Abstract:Effective trajectory generation is essential for reliable on-board spacecraft autonomy. Among other approaches, learning-based warm-starting represents an appealing paradigm for solving the trajectory generation problem, effectively combining the benefits of optimization- and data-driven methods. Current approaches for learning-based trajectory generation often focus on fixed, single-scenario environments, where key scene characteristics, such as obstacle positions or final-time requirements, remain constant across problem instances. However, practical trajectory generation requires the scenario to be frequently reconfigured, making the single-scenario approach a potentially impractical solution. To address this challenge, we present a novel trajectory generation framework that generalizes across diverse problem configurations, by leveraging high-capacity transformer neural networks capable of learning from multimodal data sources.
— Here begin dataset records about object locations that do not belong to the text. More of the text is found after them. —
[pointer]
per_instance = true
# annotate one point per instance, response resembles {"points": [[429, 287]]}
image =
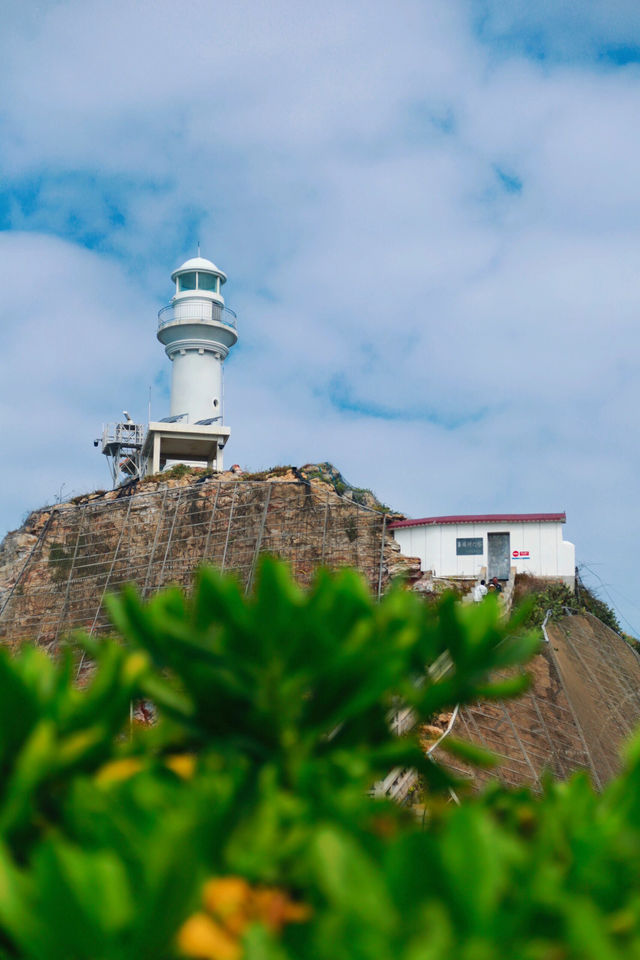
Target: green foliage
{"points": [[272, 725]]}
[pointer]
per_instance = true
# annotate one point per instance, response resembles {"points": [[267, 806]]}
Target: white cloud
{"points": [[410, 223]]}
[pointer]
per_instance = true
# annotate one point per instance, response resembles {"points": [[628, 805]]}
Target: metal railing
{"points": [[125, 434], [196, 311]]}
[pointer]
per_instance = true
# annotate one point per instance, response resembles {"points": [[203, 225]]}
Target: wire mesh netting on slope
{"points": [[157, 538], [583, 704]]}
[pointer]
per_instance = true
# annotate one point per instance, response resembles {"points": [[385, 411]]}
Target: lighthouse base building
{"points": [[468, 546]]}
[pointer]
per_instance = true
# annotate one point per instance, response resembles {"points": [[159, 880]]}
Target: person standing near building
{"points": [[479, 592]]}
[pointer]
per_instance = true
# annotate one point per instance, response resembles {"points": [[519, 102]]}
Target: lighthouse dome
{"points": [[199, 263]]}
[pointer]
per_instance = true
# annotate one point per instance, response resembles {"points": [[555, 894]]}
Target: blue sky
{"points": [[430, 222]]}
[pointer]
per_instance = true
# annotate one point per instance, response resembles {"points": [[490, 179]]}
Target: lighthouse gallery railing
{"points": [[199, 311]]}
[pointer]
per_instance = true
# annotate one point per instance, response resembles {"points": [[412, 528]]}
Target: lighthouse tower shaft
{"points": [[197, 331]]}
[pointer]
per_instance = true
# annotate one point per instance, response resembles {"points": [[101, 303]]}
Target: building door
{"points": [[499, 556]]}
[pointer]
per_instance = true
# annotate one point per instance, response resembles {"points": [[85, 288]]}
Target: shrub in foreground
{"points": [[240, 826]]}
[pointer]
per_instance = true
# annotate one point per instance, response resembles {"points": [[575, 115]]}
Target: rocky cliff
{"points": [[56, 569]]}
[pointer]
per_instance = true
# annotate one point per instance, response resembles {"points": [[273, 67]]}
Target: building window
{"points": [[206, 281], [469, 547]]}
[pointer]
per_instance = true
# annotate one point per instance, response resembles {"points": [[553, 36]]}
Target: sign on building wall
{"points": [[469, 546]]}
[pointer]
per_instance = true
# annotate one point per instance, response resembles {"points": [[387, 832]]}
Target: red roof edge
{"points": [[483, 518]]}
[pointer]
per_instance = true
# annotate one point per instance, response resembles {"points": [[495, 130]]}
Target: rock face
{"points": [[56, 570], [583, 703]]}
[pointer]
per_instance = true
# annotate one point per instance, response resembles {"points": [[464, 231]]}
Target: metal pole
{"points": [[69, 578], [113, 563], [324, 530], [226, 542], [384, 528], [259, 539], [155, 544], [173, 523], [213, 513]]}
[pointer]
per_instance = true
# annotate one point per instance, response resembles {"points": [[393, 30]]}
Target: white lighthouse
{"points": [[197, 331]]}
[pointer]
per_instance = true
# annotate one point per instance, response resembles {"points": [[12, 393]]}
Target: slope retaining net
{"points": [[583, 703], [159, 538]]}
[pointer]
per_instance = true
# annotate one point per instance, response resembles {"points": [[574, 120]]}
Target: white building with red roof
{"points": [[469, 546]]}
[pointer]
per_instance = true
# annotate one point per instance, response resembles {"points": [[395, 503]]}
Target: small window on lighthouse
{"points": [[187, 281], [206, 281]]}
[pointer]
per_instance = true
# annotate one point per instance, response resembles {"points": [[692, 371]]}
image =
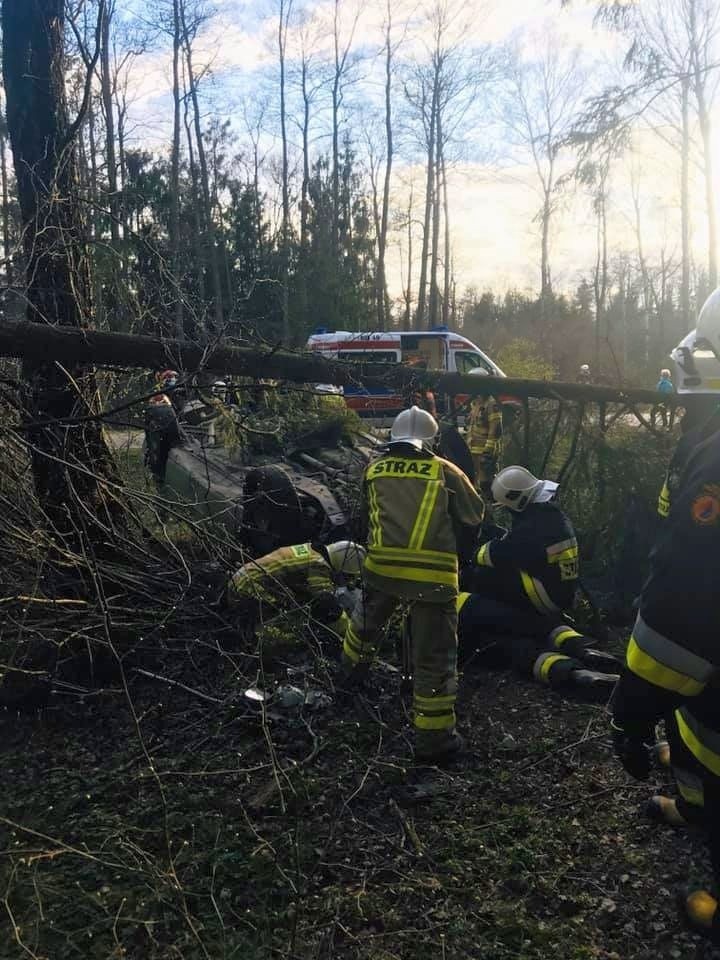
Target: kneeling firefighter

Specifically, our approach integrates transformer-based neural network models into the trajectory optimization process, encoding both scene-level information (e.g., obstacle locations, initial and goal states) and trajectory-level constraints (e.g., time bounds, fuel consumption targets) via multimodal representations. The transformer network then generates near-optimal initial guesses for non-convex optimization problems, significantly enhancing convergence speed and performance. The framework is validated through extensive simulations and real-world experiments on a free-flyer platform, achieving up to 30% cost improvement and 80% reduction in infeasible cases with respect to traditional approaches, and demonstrating robust generalization across diverse scenario variations.